RPX Benchmark Toolkit¶

Bring your model. We bring the dataset, the splits, the metrics, and the tables.

RPX enables you to choose and rank perception models for robot learning — on real-world RGB-D data, under embodied deployment conditions, with ESD-stratified difficulty splits and deployment-readiness scoring.

rpx-benchmark is the reference toolkit for RPX — Robot Perception X, a unified real-world RGB-D benchmark for evaluating the perception models actually deployed inside robot learning stacks (not generic perception leaderboards). It is built so a researcher can run an off-the-shelf HuggingFace model on an RPX difficulty split in one command, compare results across the slate of robot-learning backbones, and a team can add a whole new task or metric in one file.

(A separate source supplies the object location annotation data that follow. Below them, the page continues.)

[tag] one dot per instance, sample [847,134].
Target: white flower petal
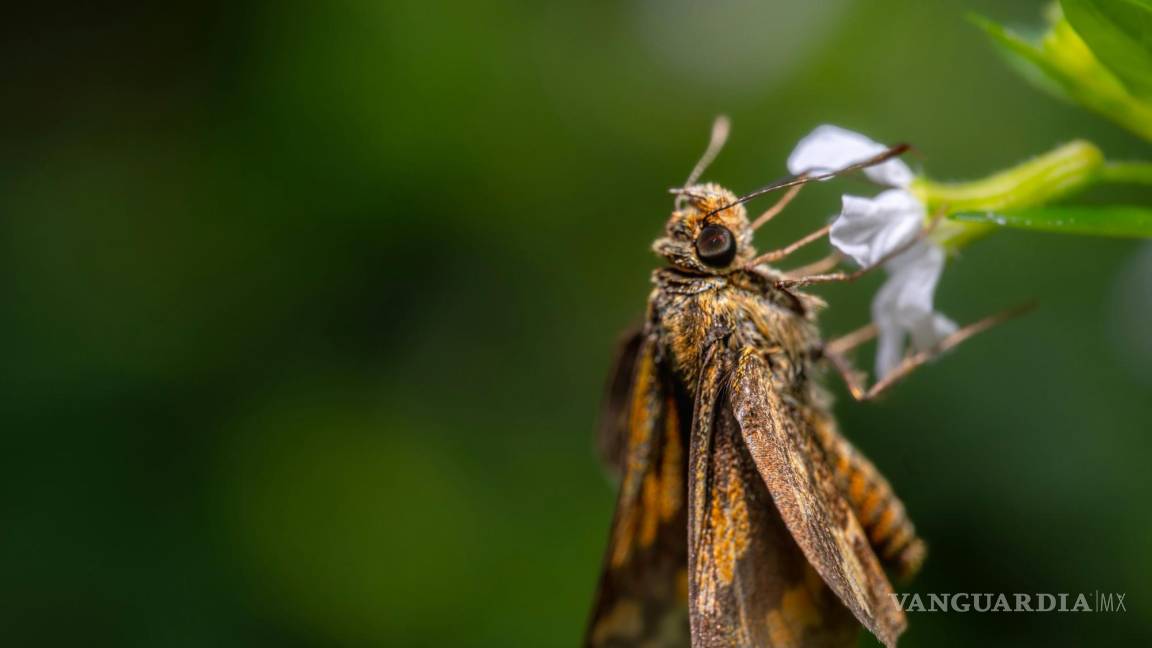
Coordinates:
[904,306]
[830,148]
[869,228]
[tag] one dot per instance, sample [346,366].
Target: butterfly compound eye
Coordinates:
[715,246]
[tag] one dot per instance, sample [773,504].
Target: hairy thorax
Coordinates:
[744,309]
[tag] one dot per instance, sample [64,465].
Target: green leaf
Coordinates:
[1120,35]
[1025,58]
[1063,65]
[1115,220]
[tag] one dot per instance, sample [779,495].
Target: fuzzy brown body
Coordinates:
[743,517]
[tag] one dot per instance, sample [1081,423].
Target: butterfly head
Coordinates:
[709,233]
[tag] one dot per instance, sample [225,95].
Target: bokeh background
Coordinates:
[305,311]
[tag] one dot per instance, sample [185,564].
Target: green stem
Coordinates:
[1046,178]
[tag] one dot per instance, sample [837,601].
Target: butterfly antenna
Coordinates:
[804,178]
[720,128]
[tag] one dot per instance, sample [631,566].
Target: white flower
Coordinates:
[831,148]
[870,228]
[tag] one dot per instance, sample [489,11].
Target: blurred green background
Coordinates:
[305,310]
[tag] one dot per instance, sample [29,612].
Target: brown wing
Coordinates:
[781,444]
[750,582]
[613,434]
[642,597]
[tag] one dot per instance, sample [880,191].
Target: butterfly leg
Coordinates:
[832,277]
[817,266]
[777,255]
[855,381]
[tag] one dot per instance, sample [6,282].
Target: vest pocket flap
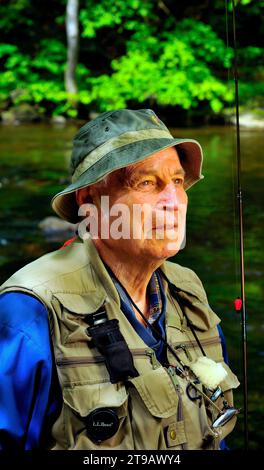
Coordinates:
[157,392]
[81,303]
[231,380]
[85,398]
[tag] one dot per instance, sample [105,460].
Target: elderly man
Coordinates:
[106,345]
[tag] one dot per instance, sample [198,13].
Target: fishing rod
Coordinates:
[242,303]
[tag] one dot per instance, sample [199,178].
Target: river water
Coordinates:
[33,167]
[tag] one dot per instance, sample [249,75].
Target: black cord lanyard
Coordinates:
[174,292]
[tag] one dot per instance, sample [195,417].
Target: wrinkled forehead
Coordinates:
[168,159]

pip install 'rpx-benchmark[depth]'

rpx bench monocular_depth \
    --hf-checkpoint depth-anything/Depth-Anything-V2-Metric-Indoor-Large-hf \
    --split hard

That line downloads only the RGB + depth files the Hard split references (via HuggingFace), loads the model, runs inference with a live progress bar, prints an ESD-weighted phase-score table, measures FLOPs and median latency, and writes result.json + summary.md.

No Python code required.

Five-minute tour¶

Quickstart

Install, run your first benchmark, and read the output tables.
:material-plug: Bring Your Own Model

Three paths: zero-code HF checkpoint, numpy callable, or custom adapter stack.
Architecture

How the adapter framework, metric registry, and task registry fit together.
Extension Guides

Add a new task, metric, or model adapter in one file.

What RPX is¶

75,000 frames across 100 indoor scenes, captured with an Intel RealSense D435 (RGB-D) + T265 (6-DoF VIO) rig.
Three-phase capture protocol: each scene is recorded under Clutter → Interaction (human grasps/moves objects) → Clean. This isolates scene reconfiguration from scene identity so performance deltas mean something.
Effort-Stratified Difficulty (ESD) splits per (scene, phase) — Easy / Medium / Hard derived from real annotation effort.
Ten benchmark tasks on identical scenes: monocular absolute depth, object segmentation, object tracking, object detection, open-vocab detection, visual grounding, sparse depth, relative camera pose, novel view synthesis, keypoint matching.
Scoped first-class around models used as backbones in robot learning, not generic perception SOTA.

Design principles¶

The only variable should be the model. Datasets, splits, metrics, reports, and deployment-readiness scoring are fixed.
Adding a new task or metric should touch one file. Plugin registries for models, metrics, and tasks make this a hard invariant.
Errors should tell the user what to fix. Every raised exception is a subclass of rpx.exceptions.RPXError and carries a hint line.
Documentation is the docstrings. This site is built from them automatically via mkdocstrings. No separate rewrite exists or will exist.
CPU-first, CUDA-aware. Every pipeline auto-falls-back to CPU with a clear warning when CUDA isn't available.

Repository¶

https://github.com/IRVLUTD/RPX

License¶

Benchmark toolkit: MIT
RPX dataset: CC BY 4.0